Sunday, September 27, 2009

Independent Study: Ripley: Automatically Securing Web 2.0 Applications Through Replicated Execution

(This is one of a series of posts about papers I'm reading for an independent study with Prof. Evan Chang at the University of Colorado, Boulder. The format is similar to that of a review of a paper submitted to a computer science conference. There are already-published papers, so I'll be writing with the benefit of hindsight, especially when the paper was published at least several years ago.)

Submission: Ripley: Automatically Securing Web 2.0 Applications Through Replicated Execution

Please give a brief, 2-3 sentence summary of the main ideas of this paper:

AJAX or Web 2.0 applications provider richer end-user experience by moving computations to the browser, but the results of those computations are vulnerable to manipulation by known tools. Since client-side computations often cause server-side events, such as modifying or removing data in a database, it's important for the server to be able to validate the integrity of the client's computations.
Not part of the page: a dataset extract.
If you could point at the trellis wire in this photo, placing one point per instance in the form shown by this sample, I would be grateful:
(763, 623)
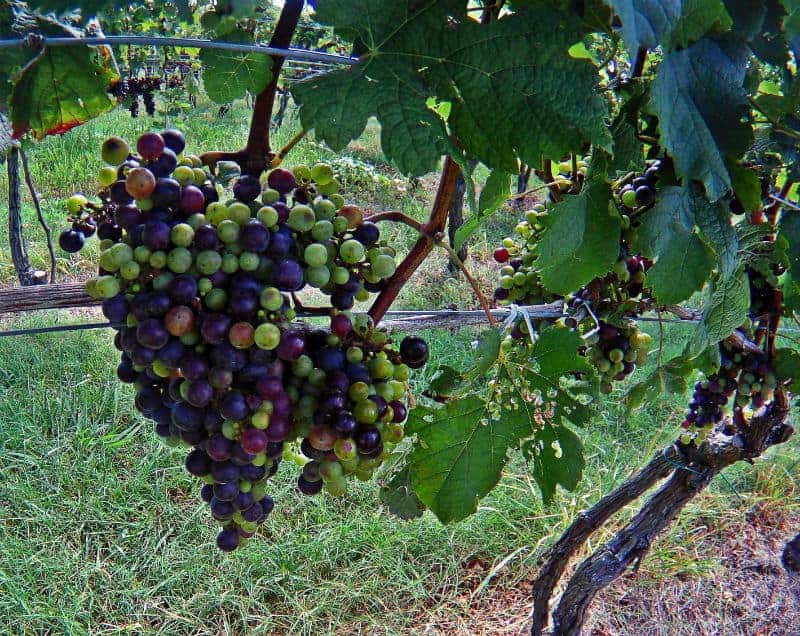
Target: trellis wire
(141, 40)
The authors present RIPLEY, a system for replaying client-side computations in the server to reestablish the lower bound on computational integrity that was lost by moving code to the client.
What is the strength of this paper (1-3 sentences):
The architecture of RIPLEY is sound for preventing the problem the authors identify, and the empirical results of deploying the system are sufficiently promising for internet application providers to consider investigating this approach to the problem.
What is the weakness of this paper (1-3 sentences):
The authors don't provide a compelling case that this problem needs to be solved. In their paper on Spectator, they refer to specific JavaScript worms that have caused damage to Web site operators. Here they don't refer to specific large-scale exploits that their approach solves. This makes the problem they're solving seem less pressing.
It's an interesting solution but the problem, while real, doesn't seem to have been exploited in any significant way. The fact that the server-side code can anticipate client actions, pre-compute their results, and send them to the client before the client takes the given action, thus increasing client-side responsiveness, is a lovely way to improve the user experience, one that should pique the interest of Web site operators making heavy use of client-side JavaScript.
RIPLEY is novel. The authors note that an alternative approach (explored here and here) is to require the client to send to the server a computed proof of the correctness of its current state (e.g. the client could intermittently send a stack trace to the server). Unlike RIPLEY, these approaches only provide a degree of assurance, not a guarantee, of the correctness of the client-side computations.
The architecture, implementation details, and runtime performance
Worth Solving
The problem is worth solving, but not as pressing as the problem of JavaScript worms that the authors solve in their work on Spectator.
95% +- 2
Detailed Comments

See citations 27, 29 for vulnerabilities to code modification in browser.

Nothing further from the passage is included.